2023 book by Basem Khandakji

A Mask, the Colour of the Sky (قناع بلون السماء) is a novel by the Palestinian writer, poet, and prisoner Basem Khandakji, published in 2023 by Dar Al-Adab in Beirut. The novel won the International Prize for Arabic Fiction in 2024, called the Arabic Booker Prize.

The novel was translated into English by Addie Leak; the English edition was published in 2026 by Europa Editions.

== Background ==
The book was written during confinement in Israeli prison. Israeli prison authorities denied all knowledge of the book.

Khandakji's brother said the novel was written between June and November 2021 "in difficult circumstances".

The author chose Mary Magdalene as a focal point of the novel, saying, "Mary Magdalene was subjected to historical oppression and transformed into a passive, sexual object.
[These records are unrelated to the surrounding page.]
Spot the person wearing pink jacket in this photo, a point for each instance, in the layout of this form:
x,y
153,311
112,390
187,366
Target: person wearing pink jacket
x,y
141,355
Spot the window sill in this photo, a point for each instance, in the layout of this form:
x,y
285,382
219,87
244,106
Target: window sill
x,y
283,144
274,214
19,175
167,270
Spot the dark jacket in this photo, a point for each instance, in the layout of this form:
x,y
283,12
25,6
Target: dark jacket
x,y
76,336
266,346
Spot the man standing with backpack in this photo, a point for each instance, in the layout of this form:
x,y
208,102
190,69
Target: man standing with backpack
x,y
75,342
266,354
She was excluded from the Gospel context and relegated to a silenced history. I attempted to resurrect her from this history, to rewrite her, and to introduce a symbolic dimension: Mary Magdalene is an expression of the Palestinian condition and of Palestine’s position in history."
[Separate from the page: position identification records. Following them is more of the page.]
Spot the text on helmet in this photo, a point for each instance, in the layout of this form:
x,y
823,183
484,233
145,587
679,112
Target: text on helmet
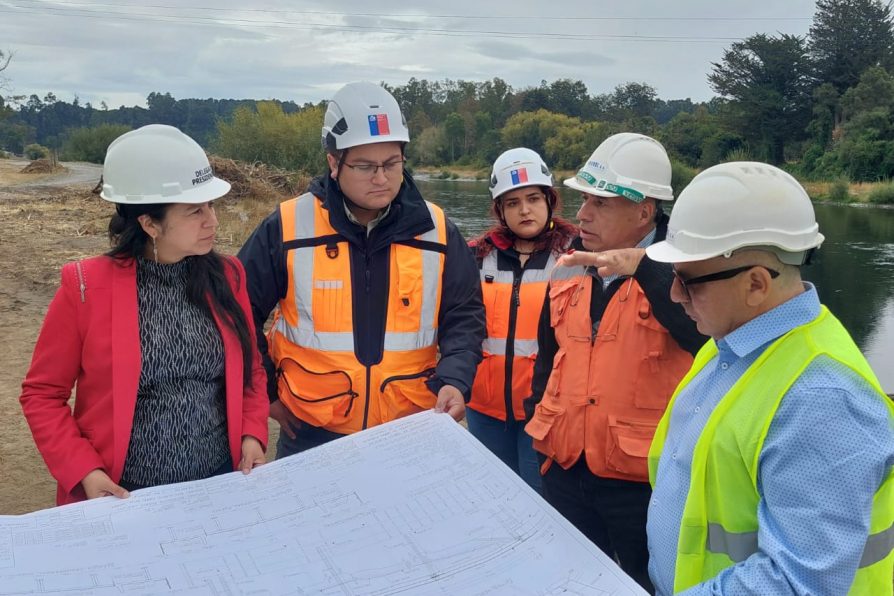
x,y
378,125
203,175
The author was released from Israeli prison in October 2025, following a prisoner exchange between Hamas and Israel. However, he was exiled from his hometown, Nablus, sent into Egypt.

== Synopsis ==
The book centres on a Palestinian named Nur who lives in a refugee camp in Ramallah. Finding the blue identity card given to Israelis in a secondhand coat, he assumes a fake name, Ur, and is hired for an archaeological dig near Megiddo.

== Reactions ==
The novel won the International Prize for Arabic Fiction in 2024 in a unanimous decision. The prize is widely considered the Arab world's most prestigious.
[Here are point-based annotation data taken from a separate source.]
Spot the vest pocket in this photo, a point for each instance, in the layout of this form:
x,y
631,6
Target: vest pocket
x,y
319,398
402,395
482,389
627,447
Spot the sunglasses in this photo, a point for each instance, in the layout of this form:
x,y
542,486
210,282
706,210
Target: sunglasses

In a statement, the judges announced:

A Mask, the Colour of the Sky fuses the personal with the political in innovative ways. It ventures into experimenting with new narrative forms to explore three types of consciousness: that of the self, the Other, and the world. It dissects a complex, bitter reality of family fragmentation, displacement, genocide, and racism. The strands of history, myth, and the present day are delicately woven together in a narrative that pulses with compassion in the face of dehumanisation, and is stirred by a desire for freedom from oppression, both at an individual and societal level.
— Nabil Suleiman, chair of the 2024 panel of judges

On the night the book won the award, the author was beaten by Israeli guards in his cell, then placed in solitary confinement in Ofer Prison. He discovered he had won during the interrogation.

The Asian Review of Books called the book "an absorbing and challenging read, which will leave the reader with much to think about". Publishers Weekly said that while plot meandered, "The novel develops into an intriguing discourse on the nature of identity, especially with the narrator’s insights into Mary Magdalene’s metamorphosis in the presence of Jesus and the ways in which she symbolizes human contradictions."